In a statement to mark this year’s International Human Rights Day, signed by Chike Onyia, Capoon, and Sahara Deck on behalf of the association, he said that rights such as education, clean water, free expression and safety are the essential fabric of daily life, not distant political ideals.
This year’s theme for the event is “Human Rights: Our Everyday Essentials”.
Onyia said, “Human rights are not lofty aspirations; they are our daily bread. The ability to walk freely, drink clean water, or send your children to school safely are not privileges. They are the bedrock of a stable society, yet they are under severe threat across Nigeria.”
The statement outlines a direct link between widespread insecurity and the erosion of fundamental freedoms. “Insecurity strips individuals of their dignity and erodes trust in institutions,” Onyia stated. “No society can claim to safeguard human rights when its people cannot sleep safely in their own homes.”

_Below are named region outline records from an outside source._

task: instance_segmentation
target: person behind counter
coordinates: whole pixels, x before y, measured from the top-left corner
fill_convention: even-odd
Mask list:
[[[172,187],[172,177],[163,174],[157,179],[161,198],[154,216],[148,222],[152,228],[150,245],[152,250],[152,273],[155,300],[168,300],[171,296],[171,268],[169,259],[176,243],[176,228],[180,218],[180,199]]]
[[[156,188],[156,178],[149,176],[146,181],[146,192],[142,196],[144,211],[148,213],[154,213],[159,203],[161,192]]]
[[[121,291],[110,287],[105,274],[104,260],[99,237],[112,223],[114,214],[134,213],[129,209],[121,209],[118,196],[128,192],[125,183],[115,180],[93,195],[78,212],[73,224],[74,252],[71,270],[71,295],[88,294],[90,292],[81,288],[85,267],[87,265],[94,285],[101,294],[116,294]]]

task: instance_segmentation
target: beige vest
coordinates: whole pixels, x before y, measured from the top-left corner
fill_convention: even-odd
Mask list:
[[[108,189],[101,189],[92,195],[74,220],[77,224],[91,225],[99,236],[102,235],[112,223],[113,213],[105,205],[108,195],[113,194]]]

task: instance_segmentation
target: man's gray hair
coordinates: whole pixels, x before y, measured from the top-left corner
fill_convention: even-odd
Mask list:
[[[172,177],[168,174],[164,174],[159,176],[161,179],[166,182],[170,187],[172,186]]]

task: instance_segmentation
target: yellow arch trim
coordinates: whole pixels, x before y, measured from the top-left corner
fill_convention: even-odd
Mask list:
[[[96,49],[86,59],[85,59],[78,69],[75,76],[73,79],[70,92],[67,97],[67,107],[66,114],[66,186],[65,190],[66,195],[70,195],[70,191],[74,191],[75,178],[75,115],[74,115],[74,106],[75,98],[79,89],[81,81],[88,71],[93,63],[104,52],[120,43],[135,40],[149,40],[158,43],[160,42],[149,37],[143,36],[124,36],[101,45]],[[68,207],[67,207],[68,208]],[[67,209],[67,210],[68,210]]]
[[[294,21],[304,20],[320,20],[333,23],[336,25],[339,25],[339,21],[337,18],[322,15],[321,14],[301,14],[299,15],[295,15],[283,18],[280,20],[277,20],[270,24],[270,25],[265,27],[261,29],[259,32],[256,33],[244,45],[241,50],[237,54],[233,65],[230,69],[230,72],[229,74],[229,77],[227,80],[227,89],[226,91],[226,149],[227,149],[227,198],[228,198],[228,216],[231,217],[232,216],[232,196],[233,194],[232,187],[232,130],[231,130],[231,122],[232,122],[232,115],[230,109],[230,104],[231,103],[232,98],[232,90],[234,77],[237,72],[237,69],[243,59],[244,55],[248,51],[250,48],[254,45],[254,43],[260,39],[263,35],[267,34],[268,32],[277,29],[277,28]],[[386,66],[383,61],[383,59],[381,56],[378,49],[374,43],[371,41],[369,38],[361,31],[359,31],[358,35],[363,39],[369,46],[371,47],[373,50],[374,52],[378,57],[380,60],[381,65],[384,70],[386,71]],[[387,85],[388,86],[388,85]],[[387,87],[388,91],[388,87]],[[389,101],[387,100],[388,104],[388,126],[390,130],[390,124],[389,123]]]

The statement points to specific, chronic failures: the right to education compromised by violence and underfunding; the right to health crippled by a faltering system; the right to a clean environment assaulted by pollution and illegal mining; and freedom of expression constricted by intolerance and harassment.
Seventy-six years after the adoption of the UDHR, the association contends that the gap between principle and practice in Nigeria constitutes a crisis that shapes the daily reality for families and communities. They invoke the words of Eleanor Roosevelt, a principal drafter of the UDHR, that human rights begin in “small places, close to home.”
The Seadogs urged governments at all levels, civil societies, the private sector and the citizenry to recommit to actionable solutions that make rights meaningful. The goal, they state, is a Nigeria where “human life is valued, dignity upheld, justice accessible, freedoms protected and equality truly lived.”